At the rendezvous, Robert’s tactical presence makes mediation feel like occupation. He has men on rooftops and in a warehouse, reads the gang lookouts before they can read him, and keeps escalating the temperature Mike is trying to lower. Bunny arrives, then the other leaders, including a representative from Grand Rapids because nobody local can speak for that faction. The contempt among them is immediate. Mike’s job is to create a narrow corridor where mutual self-interest can survive long enough to be useful.
Kareem explains what the prison can and cannot provide: patrols will resume, conflicts will be interrupted, but food remains bagged because work programs are suspended and the facility lacks the means to operate normally. Bunny pushes on the abuses inside, asking whether the guards are finished with their payback. Carney answers with open menace, and Mike has to shut him down. Mike can arrange bodies in the right rooms, but he cannot cleanse the guards of revenge or the inmates of fury.
Then Evelyn arrives with the legal blade. The leaders are being arrested for firearm possession; when there is peace in the valley, charges will be dropped. For Bunny, peace must mean everybody. For the others, it means getting their houses together inside quickly. Bunny calls it ice cold, and it is. Mike asks him to name another way, and Bunny cannot. But the cost of being unable to name another way is visible when Bunny orders Mike to stay and watch him get down on the ground. Trust was required for the plan to work. Humiliation is the receipt.

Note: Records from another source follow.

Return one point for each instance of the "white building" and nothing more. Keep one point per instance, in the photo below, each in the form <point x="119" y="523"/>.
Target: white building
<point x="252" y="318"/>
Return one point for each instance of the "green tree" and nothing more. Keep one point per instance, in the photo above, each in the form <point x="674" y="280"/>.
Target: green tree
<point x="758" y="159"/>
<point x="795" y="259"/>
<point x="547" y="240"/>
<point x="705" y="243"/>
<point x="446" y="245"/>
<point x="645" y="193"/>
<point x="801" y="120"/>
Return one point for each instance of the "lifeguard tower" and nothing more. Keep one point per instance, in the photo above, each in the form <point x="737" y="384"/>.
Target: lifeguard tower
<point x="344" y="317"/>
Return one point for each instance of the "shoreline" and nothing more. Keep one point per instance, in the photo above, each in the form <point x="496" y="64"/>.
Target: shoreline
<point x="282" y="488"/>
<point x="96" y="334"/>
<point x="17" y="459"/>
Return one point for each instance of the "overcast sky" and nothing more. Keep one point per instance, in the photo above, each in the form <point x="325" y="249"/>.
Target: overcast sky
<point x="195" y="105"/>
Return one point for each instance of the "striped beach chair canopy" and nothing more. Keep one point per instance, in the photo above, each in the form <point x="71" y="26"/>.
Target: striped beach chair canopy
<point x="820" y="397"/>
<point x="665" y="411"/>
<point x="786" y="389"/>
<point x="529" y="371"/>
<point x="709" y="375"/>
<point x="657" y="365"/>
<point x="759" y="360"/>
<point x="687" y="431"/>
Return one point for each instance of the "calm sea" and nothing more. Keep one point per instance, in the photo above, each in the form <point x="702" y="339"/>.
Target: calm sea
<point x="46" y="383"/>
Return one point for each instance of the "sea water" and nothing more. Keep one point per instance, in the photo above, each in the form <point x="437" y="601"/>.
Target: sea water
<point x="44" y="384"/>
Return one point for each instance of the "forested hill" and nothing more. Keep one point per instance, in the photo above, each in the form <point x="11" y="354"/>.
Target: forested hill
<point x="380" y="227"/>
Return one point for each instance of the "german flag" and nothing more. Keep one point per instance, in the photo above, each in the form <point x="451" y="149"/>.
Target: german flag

The final prison image makes that receipt feel prophetic. Bunny enters Tent City on crutches as inmates cheer, then warns the men staring at him that if they prayed to God, they would not be staring at the devil. It is a great entrance and a bad omen. Mike has restored hierarchy by importing power back into the cage. The streets may quiet. The inside will now have to absorb the violence required to make that quiet possible.
What this episode argues
Season 2 Episode 2 argues that Kingstown is not failing because it lacks authority. It is failing because every form of authority has become indistinguishable from coercion. The police need gang leaders to stop civilian slaughter. The prison needs inmate hierarchy to make confinement governable. The DA needs fake charges to create real order. Mike needs Bunny’s trust, then spends it in public because the alternative is more dead people at bus stops and in houses.
That is why the Iris and Kyle material matters beside the gang plot. Iris shows what happens to a person who cannot be safely housed by any institution or family. Kyle shows what happens to someone who leaves the city on paper but carries its instincts into the next jurisdiction. Every system generates the next wound, then asks Mike to keep the wound from becoming a headline.
Verdict
“Staring at the Devil” is a stronger, more focused hour than the season premiere because it treats the riot fallout as a concrete civic problem. The mass shooting, Bunny negotiation, Evelyn workaround, Kareem handoff, and Tent City return all move through one clear question: can a broken hierarchy be rebuilt without becoming another kind of violence? The answer is no, but the episode is disciplined enough to show why everyone accepts the bargain anyway.
The hour is slightly overextended by design, with Iris and Kyle both orbiting the main plot rather than fully entering it, but those threads give the episode its necessary human pressure. Mike can talk all day about order, captains, and ships in port. The bodies in this episode keep answering him from the places where metaphors stop helping.